I had to setup secure FTP to Azure Blob Storage using popular FTP clients (like FileZilla, for example). After doing lot of research, I came across a link that says:
Deployed in a worker role, the code creates an FTP server that can accept connections from all popular FTP clients (like FileZilla, for example) for command and control of your blob storage account.
Following the instructions of the link, I had implemented the same and deployed the worker role on Azure production environment and it was successful. But still I am not able to connect the FTP host server (provided by me in configuration file) using FileZilla. I don't know what I had done wrong or missed anything.
But why?
There are already two very good FTP-style Azure Storage clients out there:
http://storageexplorer.com and http://azurestorageexplorer.codeplex.com
Both of them, as @Guarav well pointed out, can use a Shared Access Signature (SAS) to connect to Azure Storage without exposing the account key. You can then use a different SAS for each customer, if you're building a multi-tenant service - although if you think about it - that's not a very sound separation boundary.

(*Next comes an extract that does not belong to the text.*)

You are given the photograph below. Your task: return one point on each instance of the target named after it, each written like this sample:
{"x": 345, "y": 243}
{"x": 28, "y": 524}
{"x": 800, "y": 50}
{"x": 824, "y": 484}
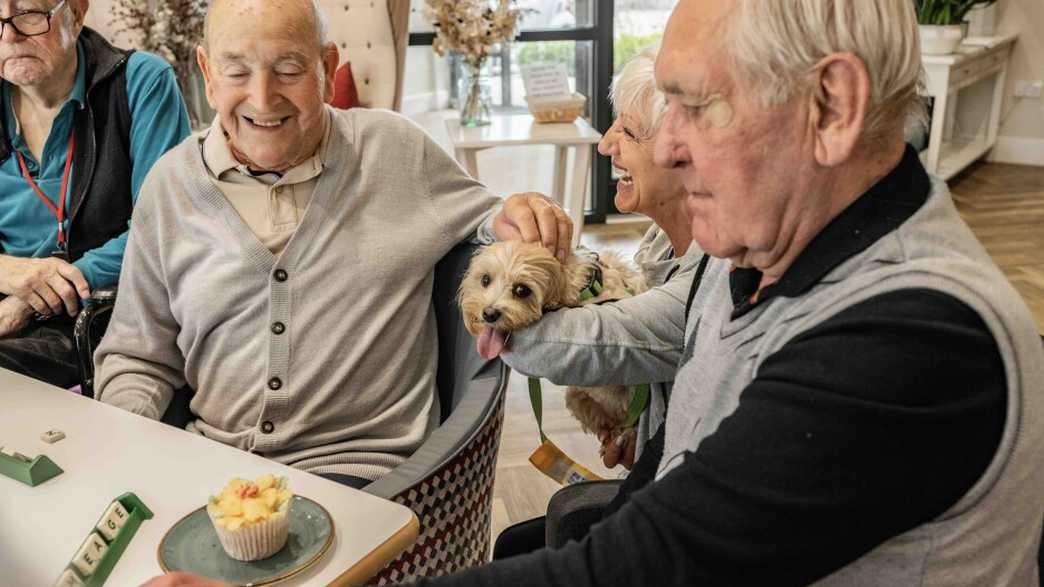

I would use a separate storage account for every customer. That way if a storage account gets compromised, it only affects one customer. The following limit applies:
From https://azure.microsoft.com/en-us/documentation/articles/storage-scalability-targets/:
Scalability targets for blobs, queues, tables, and files
Number of storage accounts per subscription: 200
This includes both Standard and Premium storage accounts. If you require more than 200 storage accounts, make a request through Azure Support. The Azure Storage team will review your business case and may approve up to 250 storage accounts.